Classroom lesson · Forests, Bogs and Hiking Trails · 🇪🇪 Estonia

Forests, Bogs and Hiking Trails

Half of Estonia is covered in ancient forest, with magical boggy wetlands to explore

Photo · Wikimedia Commons

What is it?

Forests cover almost half of Estonia - it is one of the most forested countries in Europe. Inside those forests you can find something quite unusual: vast, flat bogs where the ground is spongy, the water is tea-coloured, and strange twisted pine trees grow very slowly in the peaty soil.

Tell me more

A bog is a type of wetland where plants decompose very slowly because the soil is so acidic. Over thousands of years, layer upon layer of dead plant material builds up into a spongy mat called peat. Walking on a healthy bog feels a bit like bouncing on a very firm mattress.

Estonia's most famous bog is in Soomaa National Park. In spring, when the snow melts, the rivers flood and Soomaa can become flooded for weeks - locals call this the 'fifth season'. During the fifth season, the only way to get around some parts of the park is by dug-out canoe, just as people have done for thousands of years.

Hiking trails wind through Estonian forests and across wooden boardwalks over the bogs. On the boardwalks you can walk right out into the middle of a bog without getting wet, and watch dragonflies, rare orchids, and bog-cotton waving in the breeze. On a clear day, the reflections of clouds in the dark bog pools are breathtaking.

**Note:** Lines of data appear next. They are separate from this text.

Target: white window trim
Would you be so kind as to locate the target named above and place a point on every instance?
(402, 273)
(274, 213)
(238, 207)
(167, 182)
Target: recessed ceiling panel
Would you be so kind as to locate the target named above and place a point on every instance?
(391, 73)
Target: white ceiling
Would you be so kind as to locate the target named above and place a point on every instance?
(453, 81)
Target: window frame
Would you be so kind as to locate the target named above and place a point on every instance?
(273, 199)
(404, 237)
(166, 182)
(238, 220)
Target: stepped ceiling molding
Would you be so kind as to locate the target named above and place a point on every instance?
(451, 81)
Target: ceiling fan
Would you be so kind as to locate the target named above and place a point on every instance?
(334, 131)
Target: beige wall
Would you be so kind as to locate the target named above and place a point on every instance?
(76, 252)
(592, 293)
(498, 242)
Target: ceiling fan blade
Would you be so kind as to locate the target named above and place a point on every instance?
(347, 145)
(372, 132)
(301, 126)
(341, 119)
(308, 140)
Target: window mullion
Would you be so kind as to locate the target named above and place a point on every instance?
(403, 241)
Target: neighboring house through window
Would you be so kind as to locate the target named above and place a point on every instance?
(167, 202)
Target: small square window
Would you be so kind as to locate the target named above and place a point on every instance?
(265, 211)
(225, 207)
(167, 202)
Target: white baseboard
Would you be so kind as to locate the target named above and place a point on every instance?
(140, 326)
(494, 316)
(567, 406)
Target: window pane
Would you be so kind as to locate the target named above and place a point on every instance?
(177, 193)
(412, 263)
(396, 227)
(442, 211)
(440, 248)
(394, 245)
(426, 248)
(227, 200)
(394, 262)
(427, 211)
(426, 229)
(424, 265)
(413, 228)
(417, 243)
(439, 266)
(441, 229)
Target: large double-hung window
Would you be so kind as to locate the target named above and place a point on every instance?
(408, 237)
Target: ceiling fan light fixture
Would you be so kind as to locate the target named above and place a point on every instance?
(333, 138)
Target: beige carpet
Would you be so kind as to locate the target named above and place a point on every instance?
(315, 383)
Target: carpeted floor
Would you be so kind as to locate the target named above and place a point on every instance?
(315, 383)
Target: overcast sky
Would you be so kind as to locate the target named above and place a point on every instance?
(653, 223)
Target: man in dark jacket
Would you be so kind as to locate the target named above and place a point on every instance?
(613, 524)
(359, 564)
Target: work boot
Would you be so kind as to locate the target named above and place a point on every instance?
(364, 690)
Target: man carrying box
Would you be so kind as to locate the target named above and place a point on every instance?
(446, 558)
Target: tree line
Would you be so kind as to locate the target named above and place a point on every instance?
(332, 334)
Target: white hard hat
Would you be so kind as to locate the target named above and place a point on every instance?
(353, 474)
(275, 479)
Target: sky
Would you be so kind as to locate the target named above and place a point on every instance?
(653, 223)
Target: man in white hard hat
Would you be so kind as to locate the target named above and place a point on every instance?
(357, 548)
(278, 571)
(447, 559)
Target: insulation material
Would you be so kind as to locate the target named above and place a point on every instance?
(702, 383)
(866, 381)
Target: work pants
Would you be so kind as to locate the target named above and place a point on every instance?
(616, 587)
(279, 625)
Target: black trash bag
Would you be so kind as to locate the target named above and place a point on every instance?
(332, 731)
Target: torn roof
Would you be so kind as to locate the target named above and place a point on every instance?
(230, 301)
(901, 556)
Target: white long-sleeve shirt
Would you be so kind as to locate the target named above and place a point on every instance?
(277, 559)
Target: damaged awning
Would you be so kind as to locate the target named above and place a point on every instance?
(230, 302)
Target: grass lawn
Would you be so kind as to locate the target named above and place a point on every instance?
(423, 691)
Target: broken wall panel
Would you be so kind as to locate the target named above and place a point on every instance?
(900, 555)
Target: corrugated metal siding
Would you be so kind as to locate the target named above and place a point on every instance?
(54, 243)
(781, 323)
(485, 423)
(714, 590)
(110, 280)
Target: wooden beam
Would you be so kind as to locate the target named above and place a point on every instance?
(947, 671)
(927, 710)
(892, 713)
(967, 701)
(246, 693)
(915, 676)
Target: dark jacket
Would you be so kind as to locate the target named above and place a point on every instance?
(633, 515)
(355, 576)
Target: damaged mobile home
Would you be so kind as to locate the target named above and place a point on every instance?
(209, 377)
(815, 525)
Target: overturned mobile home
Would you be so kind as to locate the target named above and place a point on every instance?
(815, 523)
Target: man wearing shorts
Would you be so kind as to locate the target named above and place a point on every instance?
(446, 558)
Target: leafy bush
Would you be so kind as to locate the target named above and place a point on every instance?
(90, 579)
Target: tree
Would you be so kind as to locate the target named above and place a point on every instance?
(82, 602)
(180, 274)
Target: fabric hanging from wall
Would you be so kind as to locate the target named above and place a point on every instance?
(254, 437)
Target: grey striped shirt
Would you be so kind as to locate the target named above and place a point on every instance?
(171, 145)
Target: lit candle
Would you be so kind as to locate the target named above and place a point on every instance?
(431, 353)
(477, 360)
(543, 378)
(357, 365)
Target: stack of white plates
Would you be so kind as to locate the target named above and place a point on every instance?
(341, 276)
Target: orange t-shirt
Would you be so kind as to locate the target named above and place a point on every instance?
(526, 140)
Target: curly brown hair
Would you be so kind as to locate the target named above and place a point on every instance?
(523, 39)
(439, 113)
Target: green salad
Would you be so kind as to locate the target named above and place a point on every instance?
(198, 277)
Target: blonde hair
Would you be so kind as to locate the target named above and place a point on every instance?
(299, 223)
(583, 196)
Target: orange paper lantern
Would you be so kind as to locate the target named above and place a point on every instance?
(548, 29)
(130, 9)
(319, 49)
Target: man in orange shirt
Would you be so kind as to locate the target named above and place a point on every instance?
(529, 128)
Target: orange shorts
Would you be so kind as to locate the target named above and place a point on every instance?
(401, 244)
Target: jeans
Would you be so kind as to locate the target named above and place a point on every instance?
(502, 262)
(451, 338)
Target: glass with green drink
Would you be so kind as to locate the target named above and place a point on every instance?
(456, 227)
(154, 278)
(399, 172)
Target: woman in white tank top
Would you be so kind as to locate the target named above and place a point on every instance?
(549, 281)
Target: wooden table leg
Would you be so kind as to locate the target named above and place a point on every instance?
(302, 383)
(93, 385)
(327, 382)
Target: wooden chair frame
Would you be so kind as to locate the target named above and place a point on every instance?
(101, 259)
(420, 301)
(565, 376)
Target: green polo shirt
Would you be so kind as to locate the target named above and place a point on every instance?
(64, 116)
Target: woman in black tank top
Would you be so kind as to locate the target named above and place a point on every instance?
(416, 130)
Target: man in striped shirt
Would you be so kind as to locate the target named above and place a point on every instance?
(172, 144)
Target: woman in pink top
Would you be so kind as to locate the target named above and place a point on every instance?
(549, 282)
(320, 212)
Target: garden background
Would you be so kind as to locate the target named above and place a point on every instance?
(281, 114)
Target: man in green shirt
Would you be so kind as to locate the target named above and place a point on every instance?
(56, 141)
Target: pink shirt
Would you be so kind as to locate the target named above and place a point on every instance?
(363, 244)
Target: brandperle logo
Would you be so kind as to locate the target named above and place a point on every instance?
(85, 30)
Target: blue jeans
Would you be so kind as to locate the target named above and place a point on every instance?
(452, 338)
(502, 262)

Estonia's forests are also home to mushrooms, blueberries and cranberries that people love to pick in autumn. Foraging - collecting wild food from nature - is a big part of Estonian life, and many families spend weekends walking in the forest with baskets.

In the classroom

Walk your class through this in 15 minutes.

Talk together

Discussion prompts

  1. 01Why might it be useful to walk on a wooden boardwalk instead of stepping straight onto a bog?
  2. 02What would you look for if you went foraging in a forest?
  3. 03Estonia has four normal seasons plus a 'fifth season' of floods. What would you call a special season where you live?
Try this

Classroom activity

Create a nature journal page from an imaginary walk across an Estonian bog. Draw at least five things you might see (a dragonfly, a twisted pine, a bog pool, bog cotton, a bird) and write one sentence about each. Add the date and weather at the top.